CUARTO. - Condenase a la NACIÓN — PROCURADURÍA GENERAL DE LA NACIÓN a reajustar y pagar retroactivamente a la demandante GLADYS VIRGINIA GUEVARA PUENTES, las diferencias adeudadas por concepto de prima especial de servicios, teniendo en cuenta para la liquidación de esta todos los ingresos laborales totales anuales de carácter permanente devengados por los congresistas, que son: sueldo básico, gastos de representación, prima de localización y vivienda, prima de salud, primas de servicios, prima de navidad y cesantías, conforme al artículo 15 de la Ley 4 de 1992, desde el día 21 de febrero de 2014 y hasta el día 1 de enero de 2018, en su calidad de exprocuradora delegada para asuntos civiles, de conformidad con las consideraciones expuestas en la parte motiva”.

Como fundamento de la decisión hizo referencia a la Sentencia de Unificación proferida por la Sala de Conjueces de la Sección Segunda del Consejo de Estado del 18 de mayo de 2016 y determinó que se deben aplicar los precedentes jurisprudenciales en torno a considerar las cesantías como ingresos laborales permanentes de los congresistas, y que, como tal, debe tenerse en cuenta para la determinación del valor de la prima de servicios de que trata el artículo 15 de la Ley 4 de 1992.

Lo anterior, en concordancia con los derechos laborales consagrados en la Constitución Política de Colombia- artículos 13, 25, 53, 58 y 93 entre otros- adquiridos e irrenunciables, los Convenios Internacionales en la materia, y aplicando la regla de in dubio pro operario, deberá dársele prevalencia al control de convencionalidad y lo establecido en la Constitución Política.

Sostuvo que no hay duda de que la prima especial de servicios establecida en el artículo 15 de la Ley 4 de 1992, es un derecho laboral exigible para la demandante, en razón a su desempeño como procuradora delegada para asuntos civiles.
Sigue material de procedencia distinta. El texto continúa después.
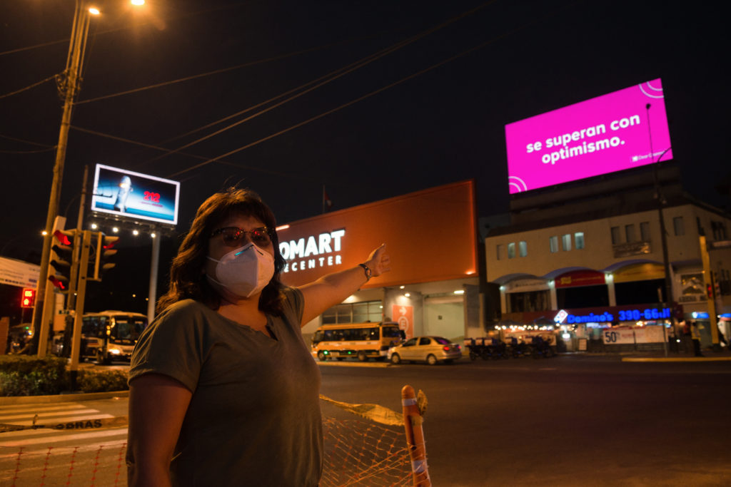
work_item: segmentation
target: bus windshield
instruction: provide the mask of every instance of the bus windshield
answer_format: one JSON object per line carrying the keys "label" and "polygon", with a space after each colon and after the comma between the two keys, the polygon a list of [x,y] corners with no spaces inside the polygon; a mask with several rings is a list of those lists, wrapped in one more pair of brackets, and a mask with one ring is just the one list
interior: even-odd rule
{"label": "bus windshield", "polygon": [[147,320],[144,318],[118,315],[114,317],[110,340],[113,343],[134,345],[146,324]]}
{"label": "bus windshield", "polygon": [[383,335],[382,335],[383,338],[401,338],[401,331],[400,329],[398,329],[398,327],[396,326],[384,326],[381,329],[382,330],[382,331],[381,333],[383,334]]}

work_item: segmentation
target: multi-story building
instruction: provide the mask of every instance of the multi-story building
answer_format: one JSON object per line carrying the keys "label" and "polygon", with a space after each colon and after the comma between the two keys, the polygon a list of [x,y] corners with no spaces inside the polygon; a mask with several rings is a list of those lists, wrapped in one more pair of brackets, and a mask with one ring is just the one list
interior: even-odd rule
{"label": "multi-story building", "polygon": [[710,294],[729,336],[731,219],[685,193],[676,165],[513,196],[510,217],[485,240],[487,280],[499,285],[504,321],[550,323],[563,310],[568,321],[559,321],[600,340],[602,329],[622,325],[664,323],[679,335],[670,323],[692,320],[708,345]]}

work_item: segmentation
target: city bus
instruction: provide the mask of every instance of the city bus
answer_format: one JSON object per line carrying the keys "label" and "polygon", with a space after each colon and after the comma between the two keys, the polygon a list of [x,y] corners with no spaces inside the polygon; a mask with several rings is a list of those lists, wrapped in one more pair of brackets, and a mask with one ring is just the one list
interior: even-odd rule
{"label": "city bus", "polygon": [[98,364],[129,361],[137,338],[147,326],[147,316],[126,311],[84,313],[82,321],[80,359]]}
{"label": "city bus", "polygon": [[382,360],[388,349],[404,338],[398,323],[393,321],[322,325],[312,337],[312,352],[323,361],[348,357],[362,362],[368,358]]}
De tal manera, sobre el término de la prescripción extintiva del derecho a la prima especial de servicios, se debe tomar como parámetro, la fecha de la petición o reclamación administrativa, que lo fue el día 21 de febrero de 2017, por tanto, al contabilizarse 3 años hacia atrás, se tiene que los derechos causados y reclamados, antes del 21 de febrero de 2014, se encuentran prescritos, salvo que deben ser tenidos en cuenta para la reliquidación de la pensión de jubilación o aportes para el Sistema de Seguridad Social en Pensiones, por ser un derecho irrenunciable e imprescriptibles y constituir factor salarial para estos efectos.

Concluyó que, la demandante fue destinataria del derecho a la prima especial de servicios consagrada en el artículo 15 de la Ley 4 de 1992 en los extremos temporales como procuradora delegada, con la salvedad de que prescribieron sus derechos causados y reclamados, antes del 21 de febrero de 2014 y, en consecuencia, le asiste el derecho a que el auxilio de cesantías, así como todos los ingresos laborales totales anuales de carácter permanente devengados por los congresistas, le sean tenidos en cuenta para la liquidación y pago de ese derecho laboral.
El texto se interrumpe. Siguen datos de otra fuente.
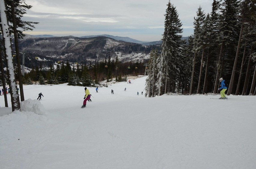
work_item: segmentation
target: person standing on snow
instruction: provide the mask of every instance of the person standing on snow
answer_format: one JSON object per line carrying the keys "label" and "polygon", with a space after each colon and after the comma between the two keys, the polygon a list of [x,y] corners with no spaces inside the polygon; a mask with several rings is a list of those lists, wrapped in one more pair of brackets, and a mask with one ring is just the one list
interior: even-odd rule
{"label": "person standing on snow", "polygon": [[38,97],[37,98],[37,100],[38,100],[38,99],[39,98],[40,98],[40,99],[39,99],[39,100],[41,100],[41,96],[43,96],[43,97],[44,97],[44,95],[43,95],[43,94],[42,94],[42,92],[41,92],[40,93],[39,93],[39,94],[38,94]]}
{"label": "person standing on snow", "polygon": [[86,107],[86,101],[90,99],[91,97],[90,92],[89,91],[89,90],[87,89],[86,87],[85,87],[84,88],[84,91],[85,92],[85,95],[84,95],[84,100],[83,105],[82,106],[82,107],[83,108]]}
{"label": "person standing on snow", "polygon": [[225,94],[225,92],[227,90],[227,87],[226,86],[225,84],[225,80],[223,80],[222,78],[220,79],[220,82],[221,82],[221,87],[219,88],[219,90],[221,91],[221,97],[220,98],[220,99],[226,99],[226,95]]}

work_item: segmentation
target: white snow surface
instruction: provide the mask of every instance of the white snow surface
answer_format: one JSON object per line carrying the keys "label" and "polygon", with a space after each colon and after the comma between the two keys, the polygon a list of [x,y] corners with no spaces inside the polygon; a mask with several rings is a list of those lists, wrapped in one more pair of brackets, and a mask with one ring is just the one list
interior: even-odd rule
{"label": "white snow surface", "polygon": [[0,96],[1,168],[256,168],[256,96],[146,98],[146,77],[87,87],[84,108],[66,84],[24,86],[21,111]]}

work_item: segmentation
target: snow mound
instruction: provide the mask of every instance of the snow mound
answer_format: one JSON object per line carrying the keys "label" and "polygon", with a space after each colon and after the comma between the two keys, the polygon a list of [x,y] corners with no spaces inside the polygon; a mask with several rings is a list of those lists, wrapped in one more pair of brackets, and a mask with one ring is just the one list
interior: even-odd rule
{"label": "snow mound", "polygon": [[39,100],[29,99],[20,102],[20,110],[32,111],[38,114],[45,115],[48,112]]}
6. EL RECURSO DE APELACIÓN 6.1. Parte demandante La parte demandante presentó recurso de apelación en cuanto la sentencia de primera instancia declaró la excepción de prescripción respecto de las sumas causadas antes del 21 de febrero de 2014. Alegó que sobre la sentencia constitutiva en reiterada jurisprudencia el Consejo de Estado ha señalado que estos fallos aclaran los puntos en los que hay discusión, razón por la cual la prescripción se debe aplicar a partir de la ejecutoria, momento en el que se aclara cualquier duda.

La nulidad de un acto administrativo de carácter general, se extiende retroactivamente desde el momento del nacimiento a la vida jurídica, vale decir, que tiene efectos “ex tune” ya que las cosas vuelven al estado que antes tenían, a diferencia de lo que sucede con las sentencias de inexequibilidad proferidas por la Corte Constitucional que por regla general, salvo que se disponga lo contrario, tiene efectos jurídicos hacia el futuro, por ello los derechos del actora deben reconocerse de manera retroactiva.

En consecuencia, el Consejo de Estado ha establecido una línea jurisprudencial sobre las sentencias que ha denominado como constitutivas, las cuales se basan en que con ellas se da certeza y se crea la convicción de la existencia de un derecho, por ello no es posible aplicar la prescripción en fecha anterior a la ejecutoria de estas sentencias, ni al caso concreto, pues de hacerlo se estaría sancionando a la demandante. 6.2.

Parte demandada La parte demandada presentó recurso de apelación para que se revoque el fallo primera instancia y en su lugar se nieguen las pretensiones. Refirió que a pesar de la autonomía administrativa, financiera y presupuestal que tiene la Procuraduría General de la Nación, no le están dadas atribuciones legales en materia de fijación de salarios y prestaciones de sus servidores, pues tal como el mismo legislador lo previó, dicha condición y capacidad corresponde expresamente al Gobierno Nacional en virtud de lo dispuesto por el literal e) del numeral 19 del artículo 150 de la Constitución Política, en concordancia con el numeral 11 del artículo 189 de la misma Carta y la Ley 4 de 1992.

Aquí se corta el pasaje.